Oleh: Emi Sri Wahyuni
Linimasanews.id—Kabar kenaikan retribusi jasa umum di Puskesmas ternyata benar adanya. Sekarang kalau ingin berobat di Puskesmas, tidak gratis alias berbayar. Kabar ini sesuai dengan Peraturan Daerah (Perda) Nomor 1 Tahun 2024 yang mengatur tarif retribusi jasa umum di Puskesmas. Perda ini memiliki dampak signifikan, terutama bagi pasien non-BPJS (tidak memiliki BPJS) dan pasien BPJS yang menggunakan fasilitas kesehatan (faskes) di luar Puskesmas Plaosan Magetan, Jawa Timur (magetan.go.id, 6/5/2024).
Menurut peraturan baru ini, tarif retribusi jasa umum di Puskesmas Plaosan mengalami penyesuaian untuk meningkatkan kualitas layanan kesehatan. Pasien non-BPJS akan dikenai tarif tertentu sesuai dengan jenis pelayanan yang mereka terima di Puskesmas. Sementara itu, pasien BPJS yang memilih faskes di luar Puskesmas Plaosan juga akan melihat perubahan dalam tarif yang berlaku.
Fakta Perda terbaru ini sangatlah berat bagi masyarakat menengah ke bawah. Sebab, berobat ke Puskesmas adalah alternatif untuk menekan biaya pengobatan agar lebih ringan. Masyarakat rela antre berjam-jam dan berdesakan hanya demi mendapatkan pengobatan yang ramah kantong.
Permasalahan ini sebenarnya berasal dari lepas tangannya peran pemerintah dalam memberikan jaminan layanan kesehatan bagi masyarakat. Seharusnya pemerintah memberikan pelayanan kesehatan yang murah bahkan gratis. Akan tetapi, kenyataannya kewajiban ini diserahkan kepada pihak swasta yang notabene dijadikan lahan bisnis untuk meraih keuntungan yang sebesar-besarnya.
Fakta menggambarkan bahwa bisnis di sektor kesehatan sangat menjanjikan. Pihak swasta pun berlomba-lomba untuk menguasai sektor ini. Contohnya, bisnis farmasi, fasilitas kesehatan, alat kesehatan, jasa tenaga kesehatan, dan lainnya. Wajar, kesehatan dalam sistem sekarang sangatlah mahal dan tidak semua rakyat bisa mengakses layanan kesehatan terbaik.

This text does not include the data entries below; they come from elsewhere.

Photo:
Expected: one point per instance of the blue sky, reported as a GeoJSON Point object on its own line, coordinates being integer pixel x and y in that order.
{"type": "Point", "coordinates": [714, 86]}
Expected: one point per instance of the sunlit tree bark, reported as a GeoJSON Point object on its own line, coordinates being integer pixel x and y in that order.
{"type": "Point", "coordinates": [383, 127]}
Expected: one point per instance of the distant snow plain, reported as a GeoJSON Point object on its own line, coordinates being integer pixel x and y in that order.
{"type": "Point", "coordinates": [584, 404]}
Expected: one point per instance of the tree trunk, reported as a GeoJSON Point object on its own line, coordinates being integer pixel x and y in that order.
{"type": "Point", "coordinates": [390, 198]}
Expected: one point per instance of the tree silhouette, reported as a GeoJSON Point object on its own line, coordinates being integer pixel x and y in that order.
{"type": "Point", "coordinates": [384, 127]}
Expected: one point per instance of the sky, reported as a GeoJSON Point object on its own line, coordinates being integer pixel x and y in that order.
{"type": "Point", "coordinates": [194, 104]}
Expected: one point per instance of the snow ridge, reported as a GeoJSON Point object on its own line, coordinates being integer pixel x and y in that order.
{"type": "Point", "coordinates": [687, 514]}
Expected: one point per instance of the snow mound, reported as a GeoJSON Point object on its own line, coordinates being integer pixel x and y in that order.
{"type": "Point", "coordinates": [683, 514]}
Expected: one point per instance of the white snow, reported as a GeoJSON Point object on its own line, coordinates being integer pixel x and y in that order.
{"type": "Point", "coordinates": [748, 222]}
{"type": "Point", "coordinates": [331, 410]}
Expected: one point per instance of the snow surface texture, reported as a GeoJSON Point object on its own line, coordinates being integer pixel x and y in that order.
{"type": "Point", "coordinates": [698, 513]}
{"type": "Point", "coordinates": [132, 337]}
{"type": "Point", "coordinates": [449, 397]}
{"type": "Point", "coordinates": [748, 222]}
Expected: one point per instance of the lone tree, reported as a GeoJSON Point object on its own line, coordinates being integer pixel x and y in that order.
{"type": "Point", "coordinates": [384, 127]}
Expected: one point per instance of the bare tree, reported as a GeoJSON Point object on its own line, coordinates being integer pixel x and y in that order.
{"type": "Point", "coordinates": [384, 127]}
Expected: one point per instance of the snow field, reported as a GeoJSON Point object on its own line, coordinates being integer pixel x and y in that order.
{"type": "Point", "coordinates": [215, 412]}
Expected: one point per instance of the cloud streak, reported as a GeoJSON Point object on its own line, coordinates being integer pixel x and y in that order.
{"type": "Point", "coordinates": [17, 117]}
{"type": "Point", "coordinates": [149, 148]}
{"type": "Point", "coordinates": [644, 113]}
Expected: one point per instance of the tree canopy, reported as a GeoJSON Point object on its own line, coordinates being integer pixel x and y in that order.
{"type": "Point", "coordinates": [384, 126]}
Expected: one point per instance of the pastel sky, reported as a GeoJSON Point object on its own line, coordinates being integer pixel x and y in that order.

Dalam Islam, pelayanan kesehatan termasuk kebutuhan dasar masyarakat yang menjadi kewajiban negara. Negara wajib menyediakan rumah sakit, klinik, dokter, tenaga kesehatan, dan fasilitas kesehatan lainnya yang diperlukan oleh masyarakat. Sebabnya, fungsi negara/pemerintah adalah mengurus segala urusan dan kepentingan rakyatnya. Dalilnya adalah sabda Rasul saw.,
فَاْلإِماَمُ رَاعٍ وَ هُوَ مَسْؤُوْلٌ عَنْ رَعِيَّتِهِ
“Imam (penguasa) adalah pengurus rakyat dan ia bertanggung jawab atas rakyat yang ia urus.” (HR Al-Bukhari)
Nabi Muhammad saw. pun dalam kedudukan Beliau sebagai kepala negara pernah mendatangkan dokter untuk mengobati salah seorang warganya, yakni Ubay. Saat Nabi saw. mendapatkan hadiah dokter dari Muqauqis, Raja Mesir, Beliau pun menjadikan dokter itu sebagai dokter umum bagi seluruh warganya (HR Muslim).
Artinya, Rasulullah saw., yang bertindak sebagai kepala Negara Islam, telah menjamin kesehatan rakyatnya secara cuma-cuma, dengan cara mengirimkan dokter kepada rakyatnya yang sakit tanpa memungut biaya sepersen pun.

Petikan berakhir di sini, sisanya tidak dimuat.